APAC PE Funds Delivered Better Returns Compared to Public Markets


APAC End-to-end Pooled Net IRR (as of Q3 2022)

APAC End-to-end Pooled Net IRR (as of Q3 2022)


APAC buyout funds outperformed public markets in 2022. According to Bain & Company, the end-to-end pooled net IRR generated by APAC buyout and growth funds have always been higher than MSCI APAC PME funds during various investment horizons ranging from 1-year to 20-years. In the 1-year period through Q3 2022, buyout and growth funds returned -3.5% as private valuations held up relatively better, whereas MSCI APAC PME declined 15.5% during the same period.


Outlook


The prevailing risk-off environment coupled with the rising cost of debt and lower valuations suggests the prospects for global PE fundraising and AUM growth to remain challenging in 2023. Furthermore, a major chunk of institutional investors are now fully or over-allocated to private equity driven by the denominator effect – as the proportion of portfolio invested in public equities and bonds has declined considerably in 2022. This further constrains Limited Partners’ (LPs) appetite for new capital commitments.
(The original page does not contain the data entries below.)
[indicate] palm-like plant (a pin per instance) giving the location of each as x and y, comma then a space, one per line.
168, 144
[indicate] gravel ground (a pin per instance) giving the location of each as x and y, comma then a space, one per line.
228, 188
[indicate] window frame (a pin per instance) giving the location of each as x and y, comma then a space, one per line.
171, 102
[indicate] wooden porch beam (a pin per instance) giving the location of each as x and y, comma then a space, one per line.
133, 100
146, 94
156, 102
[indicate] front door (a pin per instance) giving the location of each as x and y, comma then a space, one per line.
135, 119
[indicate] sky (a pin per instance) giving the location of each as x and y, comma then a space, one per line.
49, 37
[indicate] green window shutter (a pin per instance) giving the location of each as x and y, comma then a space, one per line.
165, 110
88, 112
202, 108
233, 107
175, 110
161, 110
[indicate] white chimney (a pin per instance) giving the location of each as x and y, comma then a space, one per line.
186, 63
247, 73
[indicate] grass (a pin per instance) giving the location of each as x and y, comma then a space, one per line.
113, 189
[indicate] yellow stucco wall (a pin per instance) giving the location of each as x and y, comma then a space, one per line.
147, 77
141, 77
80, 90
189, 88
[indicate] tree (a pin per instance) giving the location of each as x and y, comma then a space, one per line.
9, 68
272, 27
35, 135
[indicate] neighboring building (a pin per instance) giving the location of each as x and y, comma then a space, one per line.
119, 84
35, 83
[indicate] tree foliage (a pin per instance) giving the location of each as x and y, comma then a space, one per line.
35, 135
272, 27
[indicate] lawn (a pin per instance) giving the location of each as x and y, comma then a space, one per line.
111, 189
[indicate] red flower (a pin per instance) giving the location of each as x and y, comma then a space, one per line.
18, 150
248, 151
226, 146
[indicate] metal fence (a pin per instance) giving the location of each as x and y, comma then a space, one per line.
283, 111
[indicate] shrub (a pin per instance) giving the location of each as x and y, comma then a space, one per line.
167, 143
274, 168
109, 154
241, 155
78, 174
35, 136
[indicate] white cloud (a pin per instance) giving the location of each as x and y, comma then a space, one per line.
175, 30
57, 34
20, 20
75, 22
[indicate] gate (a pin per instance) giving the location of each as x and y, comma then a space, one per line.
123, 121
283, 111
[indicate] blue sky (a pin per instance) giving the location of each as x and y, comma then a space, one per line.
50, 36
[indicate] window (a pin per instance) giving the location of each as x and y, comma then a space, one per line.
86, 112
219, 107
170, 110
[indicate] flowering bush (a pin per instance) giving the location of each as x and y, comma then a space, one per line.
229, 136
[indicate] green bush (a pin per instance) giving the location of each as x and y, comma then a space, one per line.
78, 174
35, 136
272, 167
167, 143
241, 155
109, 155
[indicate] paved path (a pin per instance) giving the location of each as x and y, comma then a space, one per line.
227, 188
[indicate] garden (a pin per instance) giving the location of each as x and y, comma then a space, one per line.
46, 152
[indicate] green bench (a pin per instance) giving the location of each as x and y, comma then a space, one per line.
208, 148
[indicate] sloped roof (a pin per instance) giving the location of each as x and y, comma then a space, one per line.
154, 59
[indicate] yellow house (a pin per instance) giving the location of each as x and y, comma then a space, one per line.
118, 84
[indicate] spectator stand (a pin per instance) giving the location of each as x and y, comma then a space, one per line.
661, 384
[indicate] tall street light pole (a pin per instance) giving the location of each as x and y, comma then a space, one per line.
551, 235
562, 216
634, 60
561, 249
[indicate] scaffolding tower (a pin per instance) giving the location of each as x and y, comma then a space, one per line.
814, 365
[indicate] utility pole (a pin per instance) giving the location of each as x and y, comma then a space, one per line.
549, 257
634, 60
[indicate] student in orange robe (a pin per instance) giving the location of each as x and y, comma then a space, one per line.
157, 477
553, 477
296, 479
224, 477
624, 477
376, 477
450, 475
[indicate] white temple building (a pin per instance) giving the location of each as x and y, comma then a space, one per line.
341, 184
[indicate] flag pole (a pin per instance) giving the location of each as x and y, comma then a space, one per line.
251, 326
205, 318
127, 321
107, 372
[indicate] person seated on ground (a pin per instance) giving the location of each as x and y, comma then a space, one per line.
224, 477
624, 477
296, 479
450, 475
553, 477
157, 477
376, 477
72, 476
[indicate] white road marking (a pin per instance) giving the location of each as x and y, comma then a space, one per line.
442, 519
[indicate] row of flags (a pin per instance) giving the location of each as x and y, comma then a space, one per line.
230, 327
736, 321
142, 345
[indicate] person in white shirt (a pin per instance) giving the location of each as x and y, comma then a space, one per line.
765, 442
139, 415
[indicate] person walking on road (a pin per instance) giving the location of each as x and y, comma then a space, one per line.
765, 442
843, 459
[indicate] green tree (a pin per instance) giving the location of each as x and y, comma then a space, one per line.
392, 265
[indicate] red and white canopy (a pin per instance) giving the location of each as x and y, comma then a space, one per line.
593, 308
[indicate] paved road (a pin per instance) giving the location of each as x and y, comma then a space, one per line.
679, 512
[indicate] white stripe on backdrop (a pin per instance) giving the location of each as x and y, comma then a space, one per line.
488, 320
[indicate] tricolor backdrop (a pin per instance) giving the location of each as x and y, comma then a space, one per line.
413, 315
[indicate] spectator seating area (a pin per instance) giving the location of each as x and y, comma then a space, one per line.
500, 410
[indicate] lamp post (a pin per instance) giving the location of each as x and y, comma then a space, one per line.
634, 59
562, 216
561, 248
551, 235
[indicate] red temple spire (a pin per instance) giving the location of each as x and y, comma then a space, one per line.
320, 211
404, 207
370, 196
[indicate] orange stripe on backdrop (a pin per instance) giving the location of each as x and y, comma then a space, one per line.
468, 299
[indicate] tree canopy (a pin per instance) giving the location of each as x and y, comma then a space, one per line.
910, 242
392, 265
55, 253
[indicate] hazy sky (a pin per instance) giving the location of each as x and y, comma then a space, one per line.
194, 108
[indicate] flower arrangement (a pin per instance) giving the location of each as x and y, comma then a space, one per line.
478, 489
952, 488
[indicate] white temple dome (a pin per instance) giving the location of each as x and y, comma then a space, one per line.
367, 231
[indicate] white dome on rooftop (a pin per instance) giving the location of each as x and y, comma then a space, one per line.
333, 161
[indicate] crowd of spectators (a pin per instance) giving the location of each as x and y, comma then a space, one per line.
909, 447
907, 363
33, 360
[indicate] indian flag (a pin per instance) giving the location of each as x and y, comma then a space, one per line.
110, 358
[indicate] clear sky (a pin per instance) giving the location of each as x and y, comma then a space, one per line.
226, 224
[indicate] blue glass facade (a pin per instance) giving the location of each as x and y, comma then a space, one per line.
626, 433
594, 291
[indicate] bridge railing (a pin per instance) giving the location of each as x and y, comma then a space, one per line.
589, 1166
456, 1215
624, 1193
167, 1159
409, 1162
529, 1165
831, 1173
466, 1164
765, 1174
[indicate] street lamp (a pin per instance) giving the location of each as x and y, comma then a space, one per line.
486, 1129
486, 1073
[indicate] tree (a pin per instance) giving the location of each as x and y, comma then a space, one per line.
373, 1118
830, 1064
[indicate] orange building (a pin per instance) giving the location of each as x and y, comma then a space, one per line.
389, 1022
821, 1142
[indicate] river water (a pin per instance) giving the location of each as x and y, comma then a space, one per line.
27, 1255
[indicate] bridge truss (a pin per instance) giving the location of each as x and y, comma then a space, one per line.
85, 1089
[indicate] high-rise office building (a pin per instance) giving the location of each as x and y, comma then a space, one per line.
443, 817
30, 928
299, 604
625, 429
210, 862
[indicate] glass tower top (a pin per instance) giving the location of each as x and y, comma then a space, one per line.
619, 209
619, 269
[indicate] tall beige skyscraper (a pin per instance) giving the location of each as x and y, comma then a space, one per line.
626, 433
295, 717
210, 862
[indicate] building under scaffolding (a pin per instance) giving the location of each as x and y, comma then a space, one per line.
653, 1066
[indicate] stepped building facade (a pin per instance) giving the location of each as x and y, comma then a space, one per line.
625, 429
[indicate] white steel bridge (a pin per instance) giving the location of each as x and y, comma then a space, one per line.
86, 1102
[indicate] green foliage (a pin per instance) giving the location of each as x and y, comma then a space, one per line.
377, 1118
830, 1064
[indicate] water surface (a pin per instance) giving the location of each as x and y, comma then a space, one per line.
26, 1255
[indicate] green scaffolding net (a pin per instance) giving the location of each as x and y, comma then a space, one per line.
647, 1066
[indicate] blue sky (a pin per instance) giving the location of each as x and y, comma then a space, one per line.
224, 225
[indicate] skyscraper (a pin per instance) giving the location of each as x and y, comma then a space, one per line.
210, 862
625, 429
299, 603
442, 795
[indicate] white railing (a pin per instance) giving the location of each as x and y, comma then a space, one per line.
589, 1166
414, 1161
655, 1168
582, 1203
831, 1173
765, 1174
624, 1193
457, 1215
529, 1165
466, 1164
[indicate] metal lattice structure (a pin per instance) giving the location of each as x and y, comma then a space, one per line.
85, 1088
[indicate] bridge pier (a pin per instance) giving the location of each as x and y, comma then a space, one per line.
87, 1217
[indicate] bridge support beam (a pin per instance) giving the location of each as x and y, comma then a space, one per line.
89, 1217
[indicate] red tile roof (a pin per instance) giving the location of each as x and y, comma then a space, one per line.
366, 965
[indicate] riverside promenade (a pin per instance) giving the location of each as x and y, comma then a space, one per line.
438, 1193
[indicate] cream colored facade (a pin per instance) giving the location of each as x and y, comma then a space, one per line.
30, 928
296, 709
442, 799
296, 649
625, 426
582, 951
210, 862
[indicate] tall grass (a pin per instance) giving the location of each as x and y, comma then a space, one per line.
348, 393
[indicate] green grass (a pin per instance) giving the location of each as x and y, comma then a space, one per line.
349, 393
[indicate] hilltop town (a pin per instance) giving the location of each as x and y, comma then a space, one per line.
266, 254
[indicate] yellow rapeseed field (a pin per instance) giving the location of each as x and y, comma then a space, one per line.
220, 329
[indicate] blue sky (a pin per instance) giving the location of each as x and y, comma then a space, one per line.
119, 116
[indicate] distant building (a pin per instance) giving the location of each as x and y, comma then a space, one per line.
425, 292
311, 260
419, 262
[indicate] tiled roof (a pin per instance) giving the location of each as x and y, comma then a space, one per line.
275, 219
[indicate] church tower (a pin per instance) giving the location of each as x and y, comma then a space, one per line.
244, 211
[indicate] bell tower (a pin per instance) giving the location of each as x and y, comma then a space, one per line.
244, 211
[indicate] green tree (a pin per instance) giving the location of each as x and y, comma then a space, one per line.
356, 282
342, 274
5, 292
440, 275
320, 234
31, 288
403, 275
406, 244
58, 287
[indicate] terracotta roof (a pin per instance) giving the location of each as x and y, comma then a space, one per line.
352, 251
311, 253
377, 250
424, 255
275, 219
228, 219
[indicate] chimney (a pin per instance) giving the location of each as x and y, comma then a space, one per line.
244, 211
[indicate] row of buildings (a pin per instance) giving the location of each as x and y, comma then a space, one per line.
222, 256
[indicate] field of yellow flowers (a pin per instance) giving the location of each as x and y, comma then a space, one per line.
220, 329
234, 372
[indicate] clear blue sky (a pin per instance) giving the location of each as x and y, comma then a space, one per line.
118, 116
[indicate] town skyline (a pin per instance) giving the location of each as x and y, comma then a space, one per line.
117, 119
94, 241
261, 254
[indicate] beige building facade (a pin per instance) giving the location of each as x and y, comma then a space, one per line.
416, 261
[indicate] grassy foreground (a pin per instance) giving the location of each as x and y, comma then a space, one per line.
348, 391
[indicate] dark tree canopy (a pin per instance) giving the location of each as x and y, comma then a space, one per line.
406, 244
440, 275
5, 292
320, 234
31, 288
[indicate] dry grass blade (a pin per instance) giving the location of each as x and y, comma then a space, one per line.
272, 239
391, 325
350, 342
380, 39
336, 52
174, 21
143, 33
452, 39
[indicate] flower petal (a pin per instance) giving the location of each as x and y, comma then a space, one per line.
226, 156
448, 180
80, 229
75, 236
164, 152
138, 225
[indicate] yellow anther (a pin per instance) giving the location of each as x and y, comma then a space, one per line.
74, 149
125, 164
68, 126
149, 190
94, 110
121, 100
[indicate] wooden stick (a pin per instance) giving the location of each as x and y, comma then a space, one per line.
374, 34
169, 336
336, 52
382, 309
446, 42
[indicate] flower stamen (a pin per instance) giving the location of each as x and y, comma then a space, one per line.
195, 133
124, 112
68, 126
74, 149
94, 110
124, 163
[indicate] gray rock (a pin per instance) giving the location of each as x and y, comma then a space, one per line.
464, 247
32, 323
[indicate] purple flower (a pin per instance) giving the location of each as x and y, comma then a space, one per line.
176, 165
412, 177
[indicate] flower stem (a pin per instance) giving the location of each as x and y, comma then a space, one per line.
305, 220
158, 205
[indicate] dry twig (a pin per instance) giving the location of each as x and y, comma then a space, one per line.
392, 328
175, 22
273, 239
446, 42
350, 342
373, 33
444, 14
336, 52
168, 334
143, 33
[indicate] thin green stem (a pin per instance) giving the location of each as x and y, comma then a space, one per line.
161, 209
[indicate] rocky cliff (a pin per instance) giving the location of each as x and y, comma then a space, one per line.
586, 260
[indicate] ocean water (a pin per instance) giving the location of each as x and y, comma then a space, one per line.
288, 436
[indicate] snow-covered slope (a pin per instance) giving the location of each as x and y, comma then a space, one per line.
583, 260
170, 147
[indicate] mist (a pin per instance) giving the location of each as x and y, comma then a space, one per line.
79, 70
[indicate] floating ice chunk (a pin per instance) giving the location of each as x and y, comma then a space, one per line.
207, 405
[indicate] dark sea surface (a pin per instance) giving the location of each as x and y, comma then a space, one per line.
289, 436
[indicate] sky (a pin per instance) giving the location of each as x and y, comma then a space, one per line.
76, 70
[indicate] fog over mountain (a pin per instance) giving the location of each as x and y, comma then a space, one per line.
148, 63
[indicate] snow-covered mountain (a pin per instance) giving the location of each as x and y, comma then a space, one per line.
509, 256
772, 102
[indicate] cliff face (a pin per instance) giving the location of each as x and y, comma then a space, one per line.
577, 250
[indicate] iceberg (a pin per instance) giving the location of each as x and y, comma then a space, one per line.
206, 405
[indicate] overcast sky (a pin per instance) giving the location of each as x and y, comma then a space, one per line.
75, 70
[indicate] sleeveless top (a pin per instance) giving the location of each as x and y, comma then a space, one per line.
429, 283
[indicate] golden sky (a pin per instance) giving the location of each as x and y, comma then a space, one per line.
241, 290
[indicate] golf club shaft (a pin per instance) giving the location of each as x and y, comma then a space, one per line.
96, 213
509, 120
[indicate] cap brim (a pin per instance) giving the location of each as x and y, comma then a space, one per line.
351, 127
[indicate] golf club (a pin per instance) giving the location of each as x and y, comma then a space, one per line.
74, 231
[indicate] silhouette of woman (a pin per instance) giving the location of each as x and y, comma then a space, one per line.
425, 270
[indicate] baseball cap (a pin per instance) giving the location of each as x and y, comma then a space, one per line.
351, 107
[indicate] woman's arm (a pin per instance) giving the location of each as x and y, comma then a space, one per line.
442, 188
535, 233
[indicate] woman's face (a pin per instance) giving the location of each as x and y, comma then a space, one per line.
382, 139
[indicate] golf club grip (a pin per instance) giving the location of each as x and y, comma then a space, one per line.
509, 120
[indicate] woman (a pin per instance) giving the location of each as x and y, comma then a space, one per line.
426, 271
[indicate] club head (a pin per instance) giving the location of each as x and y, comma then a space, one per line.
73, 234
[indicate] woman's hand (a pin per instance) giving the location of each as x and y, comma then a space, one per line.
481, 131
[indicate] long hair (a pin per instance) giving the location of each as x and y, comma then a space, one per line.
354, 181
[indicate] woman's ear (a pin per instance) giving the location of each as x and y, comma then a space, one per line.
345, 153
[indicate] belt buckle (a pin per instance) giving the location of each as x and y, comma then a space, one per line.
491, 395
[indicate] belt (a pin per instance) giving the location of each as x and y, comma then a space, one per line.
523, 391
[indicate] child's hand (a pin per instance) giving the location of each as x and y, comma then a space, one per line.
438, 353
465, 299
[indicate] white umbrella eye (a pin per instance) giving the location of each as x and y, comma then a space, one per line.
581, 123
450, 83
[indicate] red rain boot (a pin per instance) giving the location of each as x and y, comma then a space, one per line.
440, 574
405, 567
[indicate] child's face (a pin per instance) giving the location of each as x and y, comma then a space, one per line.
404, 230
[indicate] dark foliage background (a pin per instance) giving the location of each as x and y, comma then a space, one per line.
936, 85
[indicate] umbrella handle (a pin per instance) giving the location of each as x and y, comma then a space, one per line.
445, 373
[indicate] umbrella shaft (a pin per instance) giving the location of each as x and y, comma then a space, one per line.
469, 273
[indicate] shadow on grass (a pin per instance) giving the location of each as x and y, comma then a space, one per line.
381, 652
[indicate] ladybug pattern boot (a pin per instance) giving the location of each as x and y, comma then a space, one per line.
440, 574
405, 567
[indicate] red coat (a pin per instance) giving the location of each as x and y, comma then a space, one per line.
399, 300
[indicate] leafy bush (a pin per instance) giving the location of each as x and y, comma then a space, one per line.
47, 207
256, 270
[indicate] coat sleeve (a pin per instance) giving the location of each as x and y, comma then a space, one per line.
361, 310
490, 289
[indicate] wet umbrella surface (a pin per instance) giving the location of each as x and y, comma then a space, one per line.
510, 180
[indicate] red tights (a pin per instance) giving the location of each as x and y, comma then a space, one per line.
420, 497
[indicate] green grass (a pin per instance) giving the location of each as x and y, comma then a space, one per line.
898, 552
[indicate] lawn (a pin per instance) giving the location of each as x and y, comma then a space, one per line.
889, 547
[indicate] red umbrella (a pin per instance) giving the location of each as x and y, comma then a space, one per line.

Yet, the long-term outlook for PE AUM growth looks promising as per forward AUM projections by Preqin and PitchBook. Importantly, there is ample historical evidence that, on average, PE has empirically delivered excess returns over public equities on a net annualized basis and the relative performance has tended to be better in times of geopolitical unrest and economic turmoil. This is suggestive of PE’s additive role in a well-diversified investment portfolio. Investors exercising patience will be well-positioned to leverage attractive investment opportunities as the market recovers.